Махов неохотно поднялся с табуретки. «Микрик» стоял на тротуаре у палатки с собачье-кошачьим кормом. Махов остановился у палатки, а Сырцов заглянул в открытую дверцу «микрика». На первом — у двери — сиденье скучал человек в белом халате, а на первой же скамье в глубине, забившись в угол, сидел Артем.

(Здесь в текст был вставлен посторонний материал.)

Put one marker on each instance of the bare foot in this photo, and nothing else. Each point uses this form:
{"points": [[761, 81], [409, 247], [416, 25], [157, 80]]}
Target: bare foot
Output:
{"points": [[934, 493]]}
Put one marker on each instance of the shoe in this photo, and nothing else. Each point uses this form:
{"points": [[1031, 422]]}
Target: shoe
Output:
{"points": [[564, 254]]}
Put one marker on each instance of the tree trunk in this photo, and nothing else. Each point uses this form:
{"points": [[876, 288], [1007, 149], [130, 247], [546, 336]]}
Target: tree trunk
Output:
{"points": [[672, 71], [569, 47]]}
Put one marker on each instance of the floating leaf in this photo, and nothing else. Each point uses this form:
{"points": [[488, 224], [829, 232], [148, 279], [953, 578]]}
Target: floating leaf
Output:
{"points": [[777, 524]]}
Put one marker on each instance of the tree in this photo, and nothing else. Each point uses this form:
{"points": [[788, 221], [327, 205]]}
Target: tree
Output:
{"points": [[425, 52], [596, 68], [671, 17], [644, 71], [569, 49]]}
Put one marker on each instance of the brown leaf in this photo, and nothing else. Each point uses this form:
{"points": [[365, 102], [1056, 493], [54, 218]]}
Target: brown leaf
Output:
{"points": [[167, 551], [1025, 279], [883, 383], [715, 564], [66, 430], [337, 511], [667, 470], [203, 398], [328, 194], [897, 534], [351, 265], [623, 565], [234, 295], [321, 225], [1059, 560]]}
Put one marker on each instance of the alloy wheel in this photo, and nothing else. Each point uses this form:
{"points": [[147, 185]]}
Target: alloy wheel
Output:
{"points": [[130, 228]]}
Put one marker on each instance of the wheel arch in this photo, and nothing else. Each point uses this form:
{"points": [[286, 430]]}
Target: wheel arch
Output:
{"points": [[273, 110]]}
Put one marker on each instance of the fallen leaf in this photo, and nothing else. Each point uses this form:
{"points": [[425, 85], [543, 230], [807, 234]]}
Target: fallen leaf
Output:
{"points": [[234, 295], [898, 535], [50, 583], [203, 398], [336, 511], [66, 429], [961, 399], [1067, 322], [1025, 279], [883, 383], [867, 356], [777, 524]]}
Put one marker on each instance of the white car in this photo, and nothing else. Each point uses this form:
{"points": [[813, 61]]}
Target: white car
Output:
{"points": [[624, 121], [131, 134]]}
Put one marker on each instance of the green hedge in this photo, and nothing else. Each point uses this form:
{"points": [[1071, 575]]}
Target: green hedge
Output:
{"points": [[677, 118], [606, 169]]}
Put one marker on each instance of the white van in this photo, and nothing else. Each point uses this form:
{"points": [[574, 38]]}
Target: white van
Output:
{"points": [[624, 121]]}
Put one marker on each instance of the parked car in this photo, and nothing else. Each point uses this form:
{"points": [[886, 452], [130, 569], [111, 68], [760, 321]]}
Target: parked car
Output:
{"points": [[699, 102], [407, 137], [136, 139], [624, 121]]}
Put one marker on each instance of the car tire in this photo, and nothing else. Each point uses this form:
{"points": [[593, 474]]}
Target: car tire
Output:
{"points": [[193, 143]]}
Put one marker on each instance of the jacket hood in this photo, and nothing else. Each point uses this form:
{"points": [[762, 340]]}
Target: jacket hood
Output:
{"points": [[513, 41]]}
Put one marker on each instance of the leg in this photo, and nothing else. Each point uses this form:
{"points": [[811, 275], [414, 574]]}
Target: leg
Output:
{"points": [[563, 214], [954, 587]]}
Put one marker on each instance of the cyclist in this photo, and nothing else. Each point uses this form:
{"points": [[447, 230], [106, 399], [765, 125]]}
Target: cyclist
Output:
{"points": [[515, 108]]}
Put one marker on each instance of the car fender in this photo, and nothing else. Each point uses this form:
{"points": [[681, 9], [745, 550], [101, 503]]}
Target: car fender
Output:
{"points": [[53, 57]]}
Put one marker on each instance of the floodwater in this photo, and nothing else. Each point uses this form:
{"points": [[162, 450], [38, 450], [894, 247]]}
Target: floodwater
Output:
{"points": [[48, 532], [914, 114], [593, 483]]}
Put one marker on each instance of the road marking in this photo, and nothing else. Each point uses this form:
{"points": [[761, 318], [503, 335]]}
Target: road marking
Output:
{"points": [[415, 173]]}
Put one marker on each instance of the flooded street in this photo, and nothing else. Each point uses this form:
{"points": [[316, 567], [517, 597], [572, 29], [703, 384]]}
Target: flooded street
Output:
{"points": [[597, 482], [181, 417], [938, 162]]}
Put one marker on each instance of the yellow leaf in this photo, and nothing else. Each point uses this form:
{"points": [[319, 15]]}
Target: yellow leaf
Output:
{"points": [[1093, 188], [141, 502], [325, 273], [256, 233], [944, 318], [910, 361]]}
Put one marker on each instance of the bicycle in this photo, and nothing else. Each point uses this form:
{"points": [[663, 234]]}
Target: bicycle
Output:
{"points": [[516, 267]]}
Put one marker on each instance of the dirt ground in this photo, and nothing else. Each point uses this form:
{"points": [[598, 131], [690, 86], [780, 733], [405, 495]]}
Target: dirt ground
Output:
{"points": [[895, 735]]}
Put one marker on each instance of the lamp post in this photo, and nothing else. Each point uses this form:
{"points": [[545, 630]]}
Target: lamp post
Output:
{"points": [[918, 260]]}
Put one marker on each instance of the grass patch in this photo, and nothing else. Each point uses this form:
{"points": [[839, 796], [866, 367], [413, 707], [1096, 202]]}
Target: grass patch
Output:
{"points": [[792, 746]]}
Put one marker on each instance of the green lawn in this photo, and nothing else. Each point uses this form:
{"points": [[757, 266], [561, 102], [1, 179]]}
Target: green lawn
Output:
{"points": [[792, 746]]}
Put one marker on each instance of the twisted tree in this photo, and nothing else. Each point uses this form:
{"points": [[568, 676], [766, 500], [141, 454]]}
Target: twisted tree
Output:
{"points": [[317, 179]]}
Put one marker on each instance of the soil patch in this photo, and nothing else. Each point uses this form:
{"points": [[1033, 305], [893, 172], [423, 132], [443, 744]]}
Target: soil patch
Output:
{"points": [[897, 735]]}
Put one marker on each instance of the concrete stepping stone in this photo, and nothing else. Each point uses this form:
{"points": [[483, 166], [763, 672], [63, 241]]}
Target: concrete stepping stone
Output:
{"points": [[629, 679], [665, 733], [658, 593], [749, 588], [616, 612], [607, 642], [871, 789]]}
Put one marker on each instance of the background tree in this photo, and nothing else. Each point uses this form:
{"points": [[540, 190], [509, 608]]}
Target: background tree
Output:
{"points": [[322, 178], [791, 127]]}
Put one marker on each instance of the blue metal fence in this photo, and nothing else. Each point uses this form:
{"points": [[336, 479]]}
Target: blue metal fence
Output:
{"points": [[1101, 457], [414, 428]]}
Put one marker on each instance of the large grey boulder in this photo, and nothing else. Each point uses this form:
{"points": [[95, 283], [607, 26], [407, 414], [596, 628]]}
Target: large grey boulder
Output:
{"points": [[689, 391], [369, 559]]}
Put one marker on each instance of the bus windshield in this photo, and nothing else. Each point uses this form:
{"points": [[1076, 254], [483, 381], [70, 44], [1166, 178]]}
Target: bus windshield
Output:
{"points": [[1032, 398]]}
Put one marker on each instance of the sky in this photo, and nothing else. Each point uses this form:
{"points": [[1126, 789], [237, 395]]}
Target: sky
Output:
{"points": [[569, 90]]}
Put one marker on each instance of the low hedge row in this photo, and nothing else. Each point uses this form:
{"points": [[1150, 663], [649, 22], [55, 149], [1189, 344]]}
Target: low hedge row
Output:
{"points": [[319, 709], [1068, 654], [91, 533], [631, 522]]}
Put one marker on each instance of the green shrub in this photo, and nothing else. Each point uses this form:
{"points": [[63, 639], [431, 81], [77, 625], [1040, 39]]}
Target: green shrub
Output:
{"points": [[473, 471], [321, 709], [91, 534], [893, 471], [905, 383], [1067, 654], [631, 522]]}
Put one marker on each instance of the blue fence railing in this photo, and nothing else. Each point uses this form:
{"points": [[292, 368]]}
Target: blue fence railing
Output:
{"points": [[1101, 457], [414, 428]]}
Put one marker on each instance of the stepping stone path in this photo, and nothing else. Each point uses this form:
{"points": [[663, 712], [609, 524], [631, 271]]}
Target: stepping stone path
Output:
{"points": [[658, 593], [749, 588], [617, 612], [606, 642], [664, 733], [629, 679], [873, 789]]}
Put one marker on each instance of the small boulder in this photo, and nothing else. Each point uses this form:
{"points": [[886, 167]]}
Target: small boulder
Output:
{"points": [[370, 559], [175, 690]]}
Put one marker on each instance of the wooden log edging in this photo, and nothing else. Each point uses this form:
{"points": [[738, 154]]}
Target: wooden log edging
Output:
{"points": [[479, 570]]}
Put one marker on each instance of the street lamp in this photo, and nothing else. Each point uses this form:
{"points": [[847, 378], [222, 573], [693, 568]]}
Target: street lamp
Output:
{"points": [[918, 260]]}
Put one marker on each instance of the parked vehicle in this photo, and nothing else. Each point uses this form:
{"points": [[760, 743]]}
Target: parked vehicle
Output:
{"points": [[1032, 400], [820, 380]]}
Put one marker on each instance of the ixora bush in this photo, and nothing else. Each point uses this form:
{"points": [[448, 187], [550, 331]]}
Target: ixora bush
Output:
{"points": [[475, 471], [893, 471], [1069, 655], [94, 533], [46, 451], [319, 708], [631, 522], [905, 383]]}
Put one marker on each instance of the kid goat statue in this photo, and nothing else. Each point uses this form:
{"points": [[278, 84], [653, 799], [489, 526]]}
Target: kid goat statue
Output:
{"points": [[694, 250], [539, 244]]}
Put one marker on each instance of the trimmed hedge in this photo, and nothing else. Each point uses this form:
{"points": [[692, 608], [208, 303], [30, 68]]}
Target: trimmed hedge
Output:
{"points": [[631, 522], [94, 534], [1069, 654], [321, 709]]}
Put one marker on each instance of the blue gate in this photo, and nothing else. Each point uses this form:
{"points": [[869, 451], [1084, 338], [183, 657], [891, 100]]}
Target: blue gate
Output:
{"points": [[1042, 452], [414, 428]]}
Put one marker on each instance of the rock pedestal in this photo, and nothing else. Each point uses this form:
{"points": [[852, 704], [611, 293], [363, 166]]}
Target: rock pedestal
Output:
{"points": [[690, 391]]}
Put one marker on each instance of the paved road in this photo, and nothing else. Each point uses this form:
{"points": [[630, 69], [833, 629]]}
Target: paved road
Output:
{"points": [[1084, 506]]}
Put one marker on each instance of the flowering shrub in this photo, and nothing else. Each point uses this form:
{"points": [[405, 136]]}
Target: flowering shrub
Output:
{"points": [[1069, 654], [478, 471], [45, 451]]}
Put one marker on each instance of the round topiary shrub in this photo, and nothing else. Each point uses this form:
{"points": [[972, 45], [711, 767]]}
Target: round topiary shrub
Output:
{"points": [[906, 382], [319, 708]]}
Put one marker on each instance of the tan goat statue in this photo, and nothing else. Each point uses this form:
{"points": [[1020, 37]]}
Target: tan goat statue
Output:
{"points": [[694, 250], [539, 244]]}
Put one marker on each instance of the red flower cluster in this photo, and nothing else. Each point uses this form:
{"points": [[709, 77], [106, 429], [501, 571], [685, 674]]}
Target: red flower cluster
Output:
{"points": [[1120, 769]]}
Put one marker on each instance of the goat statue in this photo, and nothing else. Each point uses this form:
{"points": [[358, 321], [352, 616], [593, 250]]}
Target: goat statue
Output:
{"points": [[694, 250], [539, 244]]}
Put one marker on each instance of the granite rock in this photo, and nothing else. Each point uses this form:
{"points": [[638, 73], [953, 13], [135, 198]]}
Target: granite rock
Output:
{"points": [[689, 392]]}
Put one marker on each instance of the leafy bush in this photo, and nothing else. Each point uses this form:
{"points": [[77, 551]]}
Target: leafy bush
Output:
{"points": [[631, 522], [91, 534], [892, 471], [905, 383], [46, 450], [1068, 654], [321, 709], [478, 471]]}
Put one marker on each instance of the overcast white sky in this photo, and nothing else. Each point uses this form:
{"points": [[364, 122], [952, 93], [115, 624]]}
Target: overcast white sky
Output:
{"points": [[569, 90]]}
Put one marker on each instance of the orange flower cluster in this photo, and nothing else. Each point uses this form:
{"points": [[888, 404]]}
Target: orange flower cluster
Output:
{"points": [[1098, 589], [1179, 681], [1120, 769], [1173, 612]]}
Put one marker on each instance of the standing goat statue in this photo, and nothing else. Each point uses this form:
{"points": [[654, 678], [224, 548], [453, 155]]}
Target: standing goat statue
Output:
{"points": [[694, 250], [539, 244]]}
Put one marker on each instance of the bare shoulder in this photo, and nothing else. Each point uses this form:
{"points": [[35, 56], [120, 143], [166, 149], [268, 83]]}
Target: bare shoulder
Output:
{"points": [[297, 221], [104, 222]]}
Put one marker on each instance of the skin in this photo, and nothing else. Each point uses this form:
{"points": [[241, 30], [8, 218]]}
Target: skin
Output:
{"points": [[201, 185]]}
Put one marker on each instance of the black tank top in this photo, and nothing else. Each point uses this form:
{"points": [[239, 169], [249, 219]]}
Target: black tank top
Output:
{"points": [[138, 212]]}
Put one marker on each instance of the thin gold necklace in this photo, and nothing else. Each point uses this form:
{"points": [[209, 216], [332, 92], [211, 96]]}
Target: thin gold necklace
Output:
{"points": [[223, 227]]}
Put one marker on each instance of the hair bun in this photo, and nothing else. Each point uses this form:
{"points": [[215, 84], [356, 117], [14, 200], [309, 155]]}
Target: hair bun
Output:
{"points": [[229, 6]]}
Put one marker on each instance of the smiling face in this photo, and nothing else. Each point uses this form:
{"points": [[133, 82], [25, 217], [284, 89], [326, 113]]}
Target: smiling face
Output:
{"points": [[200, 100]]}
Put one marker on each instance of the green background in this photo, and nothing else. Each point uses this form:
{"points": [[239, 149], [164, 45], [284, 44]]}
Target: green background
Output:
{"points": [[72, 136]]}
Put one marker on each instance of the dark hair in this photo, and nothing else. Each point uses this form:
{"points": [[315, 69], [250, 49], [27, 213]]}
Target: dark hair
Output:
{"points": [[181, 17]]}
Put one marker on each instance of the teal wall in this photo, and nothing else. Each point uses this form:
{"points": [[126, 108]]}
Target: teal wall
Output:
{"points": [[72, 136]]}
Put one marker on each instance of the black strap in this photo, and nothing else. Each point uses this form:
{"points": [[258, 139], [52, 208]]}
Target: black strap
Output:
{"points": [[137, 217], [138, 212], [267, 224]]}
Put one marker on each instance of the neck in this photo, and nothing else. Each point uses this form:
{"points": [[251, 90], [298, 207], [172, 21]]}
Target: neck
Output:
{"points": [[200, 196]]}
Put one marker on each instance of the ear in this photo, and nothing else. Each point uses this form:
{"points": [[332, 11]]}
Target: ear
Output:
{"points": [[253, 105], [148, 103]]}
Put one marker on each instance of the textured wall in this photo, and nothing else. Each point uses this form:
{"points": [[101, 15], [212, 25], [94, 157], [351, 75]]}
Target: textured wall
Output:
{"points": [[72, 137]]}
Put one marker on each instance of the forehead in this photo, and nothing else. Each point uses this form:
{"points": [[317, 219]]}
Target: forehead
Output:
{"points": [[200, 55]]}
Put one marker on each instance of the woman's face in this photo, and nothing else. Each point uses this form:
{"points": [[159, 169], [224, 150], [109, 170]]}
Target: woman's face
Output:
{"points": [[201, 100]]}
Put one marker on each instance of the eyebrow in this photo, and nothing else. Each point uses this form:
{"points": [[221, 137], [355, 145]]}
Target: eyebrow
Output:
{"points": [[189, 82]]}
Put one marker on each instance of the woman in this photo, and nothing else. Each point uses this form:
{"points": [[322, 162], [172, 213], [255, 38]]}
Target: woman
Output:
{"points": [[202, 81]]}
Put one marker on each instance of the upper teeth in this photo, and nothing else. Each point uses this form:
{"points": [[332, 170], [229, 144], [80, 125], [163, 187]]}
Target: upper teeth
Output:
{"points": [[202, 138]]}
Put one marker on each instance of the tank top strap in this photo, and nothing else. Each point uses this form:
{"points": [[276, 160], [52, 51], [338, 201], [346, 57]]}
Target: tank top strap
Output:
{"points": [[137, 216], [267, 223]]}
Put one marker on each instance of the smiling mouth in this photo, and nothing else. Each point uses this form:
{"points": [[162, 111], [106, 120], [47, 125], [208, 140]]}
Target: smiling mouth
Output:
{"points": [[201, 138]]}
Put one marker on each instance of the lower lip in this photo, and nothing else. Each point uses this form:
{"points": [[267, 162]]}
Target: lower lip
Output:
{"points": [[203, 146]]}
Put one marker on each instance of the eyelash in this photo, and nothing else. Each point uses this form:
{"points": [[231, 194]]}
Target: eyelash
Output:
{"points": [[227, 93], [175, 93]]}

— Как дела, Артем? — не очень ловко спросил Сырцов. Плохо узнавая знакомое лицо, Артем тихо ответил:

— Хорошо.

— Не узнаешь меня, что ли?

— Узнаю.

— Тогда скажи мне что-нибудь.

Опять его заколотило. Он кивал головой, тер ладонями колени. Вдруг взвыл почти:

— Славика-то за что?!

— Гражданин, а гражданин! — сказал за сырцовской спиной женский голос. Сырцов обернулся. За ним стояла продавщица Машенька с двумя объемистыми пластиковыми пакетами. Она с любопытством рассматривала Артема. Гражданин, а гражданин! Вы свое забыли!

И, неделикатно оттолкнув Сырцова, поставила на пол «микрика» пакеты.

— Это не мое, — твердо сказал Артем. — Это хозяйское.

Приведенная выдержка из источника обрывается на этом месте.